Documentation

Collection and Generation

To generate our FakeAVCeleb, we gathered real videos from the VoxCeleb2[1] dataset, where VoxCeleb2 consists of real YouTube videos of 6,112 celebrities. And these videos contain interviews of celebrities and the speech audio spoken in the video. We chose 500 videos from VoxCeleb2, one video for each celebrity. 

We selected videos based on gender, ethnicity, and age. The individuals in the real video set belong to four different ethnic groups, Caucasian, Black, Asian (Southern), and Asian (Eastern). Each ethnic group contains 100 real videos of 100 celebrities. The male and female ratio of each ethnic group is 50%, i.e., 50 videos of men and 50 videos of women out of 100 videos.

And then, we incorporated 500 unique real videos to our FakeAVCeleb as a real baseline-video set, each belonging to a single individual, with an average of 6.4 seconds duration. Since we are focusing on a specific and practical usage of deepfakes, each video was selected based on some specific criteria, there is a single person in the video with a clear and centered face, and he or she is not wearing any hat, glasses, mask or anything that might cover the face.

Overall

We used face-swapping methods, Faceswap[2], and FSGAN [4], to generate swapped deepfake videos. To generate cloned audios, we used a transfer learning-based real-time voice cloning tool (SV2TTS) [5] (see Figure 2). After generating fake videos and audios, we apply Wav2Lip [6] on generated deepfake videos to reenact the videos based on generated fake audios. On the other hand, the Real-Time Voice Cloning tool (RTVC) [5] was used for synthetic cloned voice generation.

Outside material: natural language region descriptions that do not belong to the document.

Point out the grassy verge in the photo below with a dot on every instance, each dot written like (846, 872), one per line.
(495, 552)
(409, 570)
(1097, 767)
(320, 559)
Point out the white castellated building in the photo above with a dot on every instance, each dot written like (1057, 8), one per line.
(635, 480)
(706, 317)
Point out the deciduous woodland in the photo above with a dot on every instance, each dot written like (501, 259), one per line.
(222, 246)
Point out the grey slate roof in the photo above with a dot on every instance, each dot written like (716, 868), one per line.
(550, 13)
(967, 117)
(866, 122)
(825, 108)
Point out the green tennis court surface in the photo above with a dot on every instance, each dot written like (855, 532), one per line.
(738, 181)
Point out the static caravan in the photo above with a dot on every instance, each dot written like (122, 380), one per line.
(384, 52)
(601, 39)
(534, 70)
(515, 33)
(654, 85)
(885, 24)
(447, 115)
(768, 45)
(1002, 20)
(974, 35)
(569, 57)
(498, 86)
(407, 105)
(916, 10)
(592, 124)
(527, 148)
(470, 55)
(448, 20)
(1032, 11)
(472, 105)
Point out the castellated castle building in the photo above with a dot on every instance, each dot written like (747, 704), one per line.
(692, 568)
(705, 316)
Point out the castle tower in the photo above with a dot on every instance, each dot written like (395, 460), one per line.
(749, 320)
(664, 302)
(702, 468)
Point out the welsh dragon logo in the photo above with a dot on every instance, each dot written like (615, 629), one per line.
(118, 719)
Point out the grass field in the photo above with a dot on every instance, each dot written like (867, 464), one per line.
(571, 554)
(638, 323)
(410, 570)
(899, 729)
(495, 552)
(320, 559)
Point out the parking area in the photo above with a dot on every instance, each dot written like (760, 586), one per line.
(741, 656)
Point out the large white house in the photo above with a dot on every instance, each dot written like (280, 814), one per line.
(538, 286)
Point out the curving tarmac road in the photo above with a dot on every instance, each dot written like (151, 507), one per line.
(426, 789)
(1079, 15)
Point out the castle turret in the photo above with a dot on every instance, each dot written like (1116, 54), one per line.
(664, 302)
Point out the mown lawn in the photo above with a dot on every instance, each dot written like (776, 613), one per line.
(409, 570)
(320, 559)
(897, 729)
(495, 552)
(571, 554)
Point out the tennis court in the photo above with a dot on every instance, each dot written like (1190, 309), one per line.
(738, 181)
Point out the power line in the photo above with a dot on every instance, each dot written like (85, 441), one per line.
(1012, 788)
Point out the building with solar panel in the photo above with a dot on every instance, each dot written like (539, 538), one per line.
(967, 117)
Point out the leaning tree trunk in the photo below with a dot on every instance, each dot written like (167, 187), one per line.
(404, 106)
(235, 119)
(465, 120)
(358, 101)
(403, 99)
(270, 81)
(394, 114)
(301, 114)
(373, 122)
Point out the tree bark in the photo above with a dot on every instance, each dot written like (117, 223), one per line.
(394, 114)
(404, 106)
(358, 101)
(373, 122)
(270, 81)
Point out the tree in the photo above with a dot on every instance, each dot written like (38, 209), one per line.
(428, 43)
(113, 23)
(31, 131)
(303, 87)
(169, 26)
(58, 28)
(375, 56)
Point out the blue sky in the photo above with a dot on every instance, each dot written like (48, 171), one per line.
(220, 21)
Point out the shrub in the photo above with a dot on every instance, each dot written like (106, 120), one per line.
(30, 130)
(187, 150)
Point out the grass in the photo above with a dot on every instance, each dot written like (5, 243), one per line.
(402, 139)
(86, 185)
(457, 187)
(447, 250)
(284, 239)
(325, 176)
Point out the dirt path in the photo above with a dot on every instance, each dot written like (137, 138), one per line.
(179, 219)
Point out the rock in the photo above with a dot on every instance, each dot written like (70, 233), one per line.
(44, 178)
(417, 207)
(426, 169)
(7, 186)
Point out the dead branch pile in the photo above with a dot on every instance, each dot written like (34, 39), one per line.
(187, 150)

This type of FakeAVCeleb dataset is minacious as an attacker can generate fake video and fake audio and impersonate any potential target person. This type of deepfake dataset can be used for training a detector for deepfake video and deepfake audio datasets.


Synthesis methods

we use a facial recognition service called Face++ [7], which measures the similarity between two faces. The similarity score helps us find the most similar source and target pairs, resulting in more realistic deepfakes. We selected the top 5 videos with the highest similarity score. After calculating the similarities, each video was synthesized with the chosen five videos by applying synthesis methods to produce high-quality realistic deepfakes.


Generation

While inspecting the generated videos, we filter the videos based on these criteria: 

1) The resulting fake video must be of good quality and realistic, i.e., hard to detect through the human eye.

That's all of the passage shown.